I've been reading Nicole Krauss's novel The History of Love, which has made me want to re-read Italo Calvino's dream Invisible Cities, which only primed me for the one-two of these articles-- about Russian airports and boring towns in the Maritimes-- both owing something to the master.
First, Calvino:
Diomira: The special quality of this city for the man who arrives there on a September evening, when the days are growing shorter and the multicolored lamps are lighted all at once at the doors of the food stalls and from a terrace a woman's voice cries ooh!, is that he feels envy toward those who now believe they have once before lived an evening identical to this and who think they were happy, that time.
Then Edward Riche writing in The Walrus:
Cranstock cannot even assert that it is the most boring town in New Brunswick, a title held for many, many, many years (too many to bother counting) by Addleby, the historical museum of which displays a copy of the 1968 phone book, the last year a separate edition was issued for the county. Frestover, Nova Scotia, situated at the mouth of the turbid, sluggish, and meandering Western River, on the featureless Northern Shore, was long considered one of the most uninteresting places in all of Canada, let alone the Atlantic provinces, until, in 2001, a fair-sized sinkhole appeared near the municipal boundary and a hobby farmer nearby acquired a llama.

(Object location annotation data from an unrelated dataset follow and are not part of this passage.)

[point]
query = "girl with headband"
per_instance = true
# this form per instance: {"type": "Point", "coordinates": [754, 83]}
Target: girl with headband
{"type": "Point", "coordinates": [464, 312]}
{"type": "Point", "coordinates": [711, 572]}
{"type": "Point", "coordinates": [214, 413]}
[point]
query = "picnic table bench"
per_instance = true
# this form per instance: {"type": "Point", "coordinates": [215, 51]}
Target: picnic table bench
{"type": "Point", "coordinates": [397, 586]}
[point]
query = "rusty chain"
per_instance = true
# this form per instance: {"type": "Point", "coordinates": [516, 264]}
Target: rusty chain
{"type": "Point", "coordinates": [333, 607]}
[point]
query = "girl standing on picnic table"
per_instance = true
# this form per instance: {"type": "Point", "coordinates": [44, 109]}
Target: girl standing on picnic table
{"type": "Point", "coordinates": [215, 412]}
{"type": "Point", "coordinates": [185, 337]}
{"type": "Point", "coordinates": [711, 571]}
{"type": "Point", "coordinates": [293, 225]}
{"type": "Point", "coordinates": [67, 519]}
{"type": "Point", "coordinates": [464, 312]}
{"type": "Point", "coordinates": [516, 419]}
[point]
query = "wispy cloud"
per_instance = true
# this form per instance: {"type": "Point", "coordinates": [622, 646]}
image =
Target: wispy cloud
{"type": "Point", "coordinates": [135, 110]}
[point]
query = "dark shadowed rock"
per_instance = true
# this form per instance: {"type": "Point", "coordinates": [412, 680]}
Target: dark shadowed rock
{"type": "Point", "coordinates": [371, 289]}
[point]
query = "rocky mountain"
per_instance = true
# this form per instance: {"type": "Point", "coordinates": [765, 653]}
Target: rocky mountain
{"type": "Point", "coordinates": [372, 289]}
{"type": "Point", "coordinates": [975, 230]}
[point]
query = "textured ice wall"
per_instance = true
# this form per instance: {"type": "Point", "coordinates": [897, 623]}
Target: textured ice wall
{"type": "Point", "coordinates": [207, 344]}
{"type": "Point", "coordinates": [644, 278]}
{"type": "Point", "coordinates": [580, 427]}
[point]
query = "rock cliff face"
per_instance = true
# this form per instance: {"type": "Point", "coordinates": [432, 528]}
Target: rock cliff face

Finally, an apparently un-bylined article in The Economist
Irkutsk: Five hours ahead of Moscow, in eastern Siberia, Irkutsk is the nearest city to Lake Baikal, the world's largest body of fresh water—water so clear that it induces vertigo in many of its visitors. The drive to the lake leads through vast forests, past the roadside shamanistic altars of the indigenous Buryats, under an enormous Siberian sky. In the 19th century Irkutsk was home to many of the so-called Decembrists, and the wives who followed them into exile after their 1825 revolt against the tsar: men and events that might have changed Russia's history, and the world's. Alexander Kolchak, a diehard White commander, was shot in Irkutsk in 1920; his body was thrown into the icy Angara river.
Planes descend into the city's airport over identikit Soviet apartment blocks and rickety Siberian dachas. The current arrivals terminal is a hut on the apron of the tarmac. Passengers wait in the street until the baggage-handlers feel inclined to pass their bags through a hole in the hut's wall. The bags then circulate on a terrifying metal device apparently borrowed from a medieval torture chamber. The nearby departure terminal is chaos, though by ascending an obscure staircase passengers can find an interesting photographic display on “minerals of eastern Siberia”.
The hut, however, is only temporary: a new, modern terminal is being built. It will be needed if the local authorities attract all the tourists they are hoping for. Lake Baikal, the awesomely beautiful main draw, was threatened by a new oil pipeline—until Vladimir Putin ordered its route moved away from the shores of what Buryats call the “Sacred Sea”.